Previously: File Radars Early and Often.
7 Comments RSS · Twitter
One of my biggest grudges is that nearly any kind of bug asks me to file a system profiler report. I hate doing that, partly because I often am super sure that it's not needed as the issue is easy to reproduce, and if contains quite some information that I do not feel comfortable sharing for no good reason.
So, what I like to know: If I file a report and it comes back within minutes, requesting a system profiler report (which I assume is a standard response and not actually requested by the engineer), does the report get put on hold until I file one? Meaning that if I do not supply one, the report is never getting to an engineer?
The lack of answer to radars is the least of the problems with Apple software.

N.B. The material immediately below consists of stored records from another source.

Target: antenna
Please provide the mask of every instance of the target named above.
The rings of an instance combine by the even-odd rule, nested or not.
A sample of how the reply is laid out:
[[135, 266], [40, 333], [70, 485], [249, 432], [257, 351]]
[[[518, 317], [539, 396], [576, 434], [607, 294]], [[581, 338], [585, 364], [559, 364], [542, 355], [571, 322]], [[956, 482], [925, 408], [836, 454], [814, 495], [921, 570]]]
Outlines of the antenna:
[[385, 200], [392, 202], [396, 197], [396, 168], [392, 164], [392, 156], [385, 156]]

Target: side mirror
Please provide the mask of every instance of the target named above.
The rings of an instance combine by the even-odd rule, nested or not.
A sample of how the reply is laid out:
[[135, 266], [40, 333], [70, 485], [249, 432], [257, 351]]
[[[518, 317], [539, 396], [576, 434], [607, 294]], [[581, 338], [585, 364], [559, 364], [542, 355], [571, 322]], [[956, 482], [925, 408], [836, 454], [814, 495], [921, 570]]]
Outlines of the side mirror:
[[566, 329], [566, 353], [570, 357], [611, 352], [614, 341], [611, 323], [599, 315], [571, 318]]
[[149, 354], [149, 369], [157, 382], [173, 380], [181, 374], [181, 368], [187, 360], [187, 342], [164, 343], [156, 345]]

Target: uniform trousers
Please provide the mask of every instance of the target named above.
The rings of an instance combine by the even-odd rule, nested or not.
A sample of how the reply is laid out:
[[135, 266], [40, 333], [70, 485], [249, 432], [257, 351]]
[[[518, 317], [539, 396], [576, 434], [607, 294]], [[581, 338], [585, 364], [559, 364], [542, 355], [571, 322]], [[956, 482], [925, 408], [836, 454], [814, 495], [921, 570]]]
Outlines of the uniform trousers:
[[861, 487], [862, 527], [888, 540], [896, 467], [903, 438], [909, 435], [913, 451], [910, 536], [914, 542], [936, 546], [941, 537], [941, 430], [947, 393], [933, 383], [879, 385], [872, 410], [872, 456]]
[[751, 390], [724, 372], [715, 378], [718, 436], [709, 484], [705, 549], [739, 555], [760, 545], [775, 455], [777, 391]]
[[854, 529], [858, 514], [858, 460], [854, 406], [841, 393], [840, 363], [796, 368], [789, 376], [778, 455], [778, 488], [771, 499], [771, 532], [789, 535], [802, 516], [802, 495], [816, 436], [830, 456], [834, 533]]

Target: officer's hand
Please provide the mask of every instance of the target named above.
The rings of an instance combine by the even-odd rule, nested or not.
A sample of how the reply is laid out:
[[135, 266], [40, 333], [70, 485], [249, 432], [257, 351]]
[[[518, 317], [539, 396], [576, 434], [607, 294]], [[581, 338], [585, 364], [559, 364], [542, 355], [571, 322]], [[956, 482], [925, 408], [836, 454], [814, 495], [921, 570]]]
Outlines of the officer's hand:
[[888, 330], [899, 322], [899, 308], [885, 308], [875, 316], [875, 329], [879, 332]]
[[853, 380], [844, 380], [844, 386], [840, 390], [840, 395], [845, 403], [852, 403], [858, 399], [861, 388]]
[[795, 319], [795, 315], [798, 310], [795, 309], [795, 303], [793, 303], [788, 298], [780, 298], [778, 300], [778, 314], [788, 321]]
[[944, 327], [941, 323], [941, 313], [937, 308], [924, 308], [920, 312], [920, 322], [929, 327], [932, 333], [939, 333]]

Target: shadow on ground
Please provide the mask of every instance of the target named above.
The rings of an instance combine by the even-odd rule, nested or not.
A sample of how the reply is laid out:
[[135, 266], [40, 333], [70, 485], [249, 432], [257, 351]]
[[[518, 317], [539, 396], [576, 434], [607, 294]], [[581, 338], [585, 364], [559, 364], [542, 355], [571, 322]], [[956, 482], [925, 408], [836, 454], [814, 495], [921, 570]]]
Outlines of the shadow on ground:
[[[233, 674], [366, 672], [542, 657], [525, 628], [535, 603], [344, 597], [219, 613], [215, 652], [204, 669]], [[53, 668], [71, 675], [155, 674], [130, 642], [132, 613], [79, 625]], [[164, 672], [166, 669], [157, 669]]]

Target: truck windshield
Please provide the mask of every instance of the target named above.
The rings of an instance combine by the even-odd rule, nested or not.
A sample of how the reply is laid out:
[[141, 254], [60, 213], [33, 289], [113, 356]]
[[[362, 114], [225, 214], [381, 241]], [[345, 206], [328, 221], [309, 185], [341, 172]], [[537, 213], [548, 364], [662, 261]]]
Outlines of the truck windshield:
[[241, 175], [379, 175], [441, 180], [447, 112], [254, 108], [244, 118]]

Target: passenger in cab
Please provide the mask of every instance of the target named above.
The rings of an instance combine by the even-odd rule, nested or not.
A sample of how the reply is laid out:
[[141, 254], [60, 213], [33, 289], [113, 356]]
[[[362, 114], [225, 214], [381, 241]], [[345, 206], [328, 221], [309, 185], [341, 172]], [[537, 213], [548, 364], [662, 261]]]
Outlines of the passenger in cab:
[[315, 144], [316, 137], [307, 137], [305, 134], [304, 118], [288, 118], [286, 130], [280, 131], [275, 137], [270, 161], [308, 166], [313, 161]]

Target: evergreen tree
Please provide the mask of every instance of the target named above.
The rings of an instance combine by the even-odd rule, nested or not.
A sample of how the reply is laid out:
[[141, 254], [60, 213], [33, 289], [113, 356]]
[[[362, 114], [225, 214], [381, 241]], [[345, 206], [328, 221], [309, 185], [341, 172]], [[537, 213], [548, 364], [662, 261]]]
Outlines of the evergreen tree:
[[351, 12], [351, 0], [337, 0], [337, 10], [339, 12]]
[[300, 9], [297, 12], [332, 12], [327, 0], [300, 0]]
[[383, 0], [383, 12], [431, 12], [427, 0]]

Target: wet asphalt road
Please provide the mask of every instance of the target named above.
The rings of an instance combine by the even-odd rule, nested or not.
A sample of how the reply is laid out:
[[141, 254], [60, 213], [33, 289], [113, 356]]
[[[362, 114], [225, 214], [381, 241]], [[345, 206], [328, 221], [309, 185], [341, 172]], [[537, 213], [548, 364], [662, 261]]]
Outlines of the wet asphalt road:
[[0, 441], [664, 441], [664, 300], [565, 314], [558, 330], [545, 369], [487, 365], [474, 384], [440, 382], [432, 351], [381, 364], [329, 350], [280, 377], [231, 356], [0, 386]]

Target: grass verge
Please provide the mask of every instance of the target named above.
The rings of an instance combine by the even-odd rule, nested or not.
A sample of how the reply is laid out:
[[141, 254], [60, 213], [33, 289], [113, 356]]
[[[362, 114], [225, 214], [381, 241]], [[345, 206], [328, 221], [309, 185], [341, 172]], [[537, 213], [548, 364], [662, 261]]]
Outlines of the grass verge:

The really big problem is that bugs are not fixed at all unless they get a good deal of public attention.
@Thomas Requesting a System Profiler is fine for me. Requesting a f*cking sysdiagnose is not, considering the size of the file and the fact that is sounds like the person on the other side has not even considered trying to reproduce the issue.
--
I don't share the opinion that the Bug Reporter website is "excellent". It's way better than when it suffered a discoveryd treatment but it's not excellent yet.
I said my piece about filing radars in the comments of Michael's previous post: https://mjtsai.com/blog/2018/06/12/file-radars-early-and-often/#comment-2840913
But the main point bears repeating: Filing a radar for Apple means you're providing free labor to one of the richest corporations on earth. So long as people keep doing this, Apple will continue to think this state of affairs is acceptable.
someone: the bug reporter we see is not what apple employees use. they have a much better ui to their db. last i had any access, they had an actual mac app, not a web ui. dunno about today.